From trying to make it into a movie, to parting ways with HBO, Mosley admits it was a long journey to finding a team that could stay true to his vision and bring the show to life on his terms. And by all accounts, Apple TV+ was the perfect home for the project.

“They were like, we do different things,” he revealed. “Everybody else does the detective stories, the war stories, the fairies flying around, we’re gonna do something different. And they liked it. We put it together. And that’s it.”

McWilliams echoed his sentiments: “Apple is doing a fantastic job at separating themselves as a streaming platform. That really is when they call it ‘an Apple Original.’ They’re doing things in an original way. They’re allowing each thing to have its own art, its own sort of world. It’s like an art-house platform, in my opinion. I just love it. I really like what they’re doing and I think this was the perfect place for it.”


Samuel L. Jackson and Dominique Fishback in "The Last Days of Ptolemy Grey,”

(Photo by Apple TV+)

There are two love stories that anchor Ptolemy’s experience throughout the show’s six-episode run: that of his romantic bond with Sensia in the past, and his current connection with Robyn in his present. While their relationship is ultimately brief, the young caregiver comes in and changes his life for the better, and his mentorship and acceptance alter her own path for good. It’s an unconventional love story and one that keeps the story anchored from beginning to end.

“I think that love is always an interesting thing, because it’s different for the two different people feeling it,” Mosley said. “If they’re not feeling the same thing, they’re feeling different things that work together very well. She needs somebody not only to love her, but to respect her and to basically, in that term, give her respect. He needed somebody to help pull him back into the world. He was out there, he was drifting way out on the horizon, and he needed somebody to pull him back in. In turn, she needed somebody to need her. That’s a way that she could reveal herself. And so is it a love story? Definitely. But it’s not Romeo and Juliet. It’s not that love story. It’s two people who deeply care for each other and see potential in each other.”

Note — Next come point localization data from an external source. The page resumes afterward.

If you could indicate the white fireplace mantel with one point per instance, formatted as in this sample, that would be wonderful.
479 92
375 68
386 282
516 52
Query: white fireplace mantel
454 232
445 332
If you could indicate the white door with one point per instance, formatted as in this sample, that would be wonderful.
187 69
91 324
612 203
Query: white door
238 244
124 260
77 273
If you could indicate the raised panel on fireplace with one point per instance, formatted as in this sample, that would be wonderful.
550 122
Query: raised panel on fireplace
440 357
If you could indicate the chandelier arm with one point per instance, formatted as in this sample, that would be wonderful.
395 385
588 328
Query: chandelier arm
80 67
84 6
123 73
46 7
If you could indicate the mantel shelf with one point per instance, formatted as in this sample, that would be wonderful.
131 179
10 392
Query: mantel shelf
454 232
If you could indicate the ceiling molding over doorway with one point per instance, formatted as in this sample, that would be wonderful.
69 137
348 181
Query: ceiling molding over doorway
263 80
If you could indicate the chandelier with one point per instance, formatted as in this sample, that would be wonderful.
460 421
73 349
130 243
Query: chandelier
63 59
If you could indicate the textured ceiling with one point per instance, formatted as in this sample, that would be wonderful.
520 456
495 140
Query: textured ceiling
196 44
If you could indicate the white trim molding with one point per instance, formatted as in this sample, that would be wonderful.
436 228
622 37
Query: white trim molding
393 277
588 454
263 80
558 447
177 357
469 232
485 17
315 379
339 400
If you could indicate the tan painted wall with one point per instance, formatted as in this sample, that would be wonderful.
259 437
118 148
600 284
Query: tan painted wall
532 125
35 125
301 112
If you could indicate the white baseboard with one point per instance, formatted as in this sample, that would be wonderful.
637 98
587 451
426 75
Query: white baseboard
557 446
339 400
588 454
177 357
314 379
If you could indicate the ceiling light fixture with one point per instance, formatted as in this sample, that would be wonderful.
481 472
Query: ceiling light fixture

The Last Days of Ptolemy Grey stars Samuel L. Jackson

(Photo by Apple TV+)

Jackson’s passion for telling this story and honoring his own family is a perspective shared by each member of the cast. And considering how relatable the conflicts featured in the series are, audiences from all walks of life will surely connect with the struggles Ptolemy and his loved ones face throughout the chaos of his mental condition.

“I think one of the reasons it’s gonna resonate with people is because everyone either has, or will deal with, loss, grief, illness, deterioration, and decay, either in themselves or in someone that they love,” Miller explains. “And I think that everybody will find somebody that identifies with that, possibly, with the character that I play, the Reggie character, who is Ptolemy’s nephew, who has become his caretaker, somebody who he grew up idolizing and mentoring. And in the book, you learn about the various things that Ptolemy taught Reggie, he was a cool uncle to him when he was a child. And now the tables have turned, and Ptolemy has outlived his peer group age-wise, and the responsibility is somewhat neglected, but it has fallen to Reggie, and it’s something that he takes very seriously in taking care of his uncle in the midst of taking care of his own life.”